The Israeli military told the NYT that it is "deploying all available resources to locate and retrieve as much information as possible regarding the hostages currently held by Hamas."

Israel Defense Forces Spokesman Rear Adm. Daniel Hagari said during a press conference that the IDF had notified the families of 31 hostages about the deaths of their loved ones, according to The Times of Israel. The spokesman stated that IDF is "working in all ways to return [the hostages] home, and exhausting all information about them and their conditions." 

"The IDF is accompanying the families of the hostages in these complex and difficult days, and our representatives are providing the families with any confirmed information on their loved ones," Hagari stated. 

The latest news about the hostages comes as Hamas has proposed a ceasefire agreement that would include three phases for the captives' release, with each stage lasting 45 days. The proposal is a response to Qatari and Egyptian mediators supported by the United States and Israel. 

A draft of the proposal seen by Reuters proposes the release of all Israeli women hostages, males under 19 and the elderly and sick during the first phase. The second would include the release of the remaining male hostages, while the third would consist of the exchange of bodies and remains. 

On Wednesday, Israeli Prime Minister Benjamin Netanyahu called the proposal "delusional," stressing his government's commitment to eradicate Hamas.

"Capitulating to Hamas' delusional demands will not lead to the release of the hostages but only invite another massacre and another catastrophe for Israel," Netanyahu said during a press conference.

Under the agreement, Israel would have to release Palestinian prisoners held in Israeli jails and withdraw troops from populated areas, according to the draft. In an addendum to the proposal, Hamas demanded the release of 1,500 prisoners from Israeli jails. The second phase would not begin until "indirect talks over the requirements needed to end the mutual military operations and return to complete calm," according to Reuters.

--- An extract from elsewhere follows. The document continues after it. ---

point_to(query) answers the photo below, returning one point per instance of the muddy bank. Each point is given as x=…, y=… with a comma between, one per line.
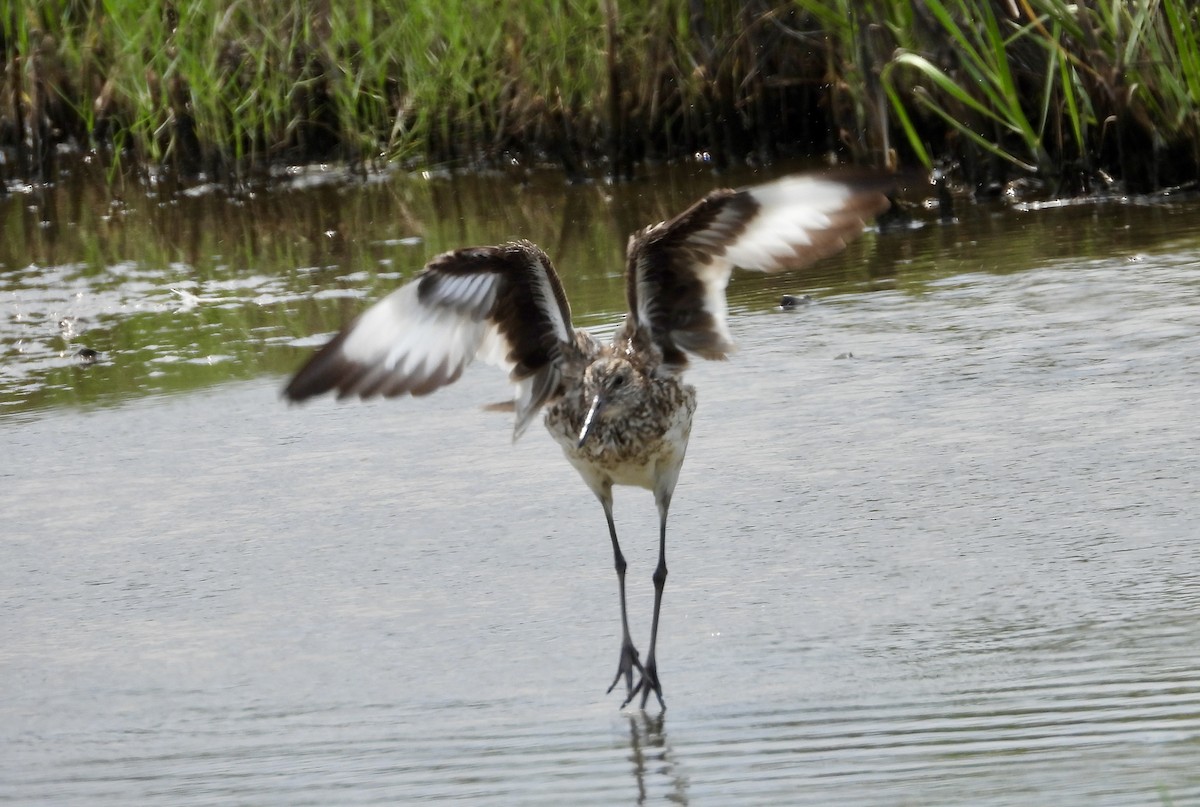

Earlier this week, the prime minister visited the 8104th Battalion of the 179th Brigade at the IDF Armored Corps Memorial, where he stated that "total victory" in the war with Hamas is "essential."

"I told your commanders that several days ago, I received a cap with two words on it: 'Total victory.' This is the essence of our policy — total victory over Hamas," Netanyahu said.

"Total victory is essential because it ensures the security of Israel. Total victory is the only way in which we can ensure additional historic peace agreements, which await," he continued. "Total victory will strike a mortal blow against the axis of evil: Iran, Hezbollah, the Houthis and — of course — Hamas."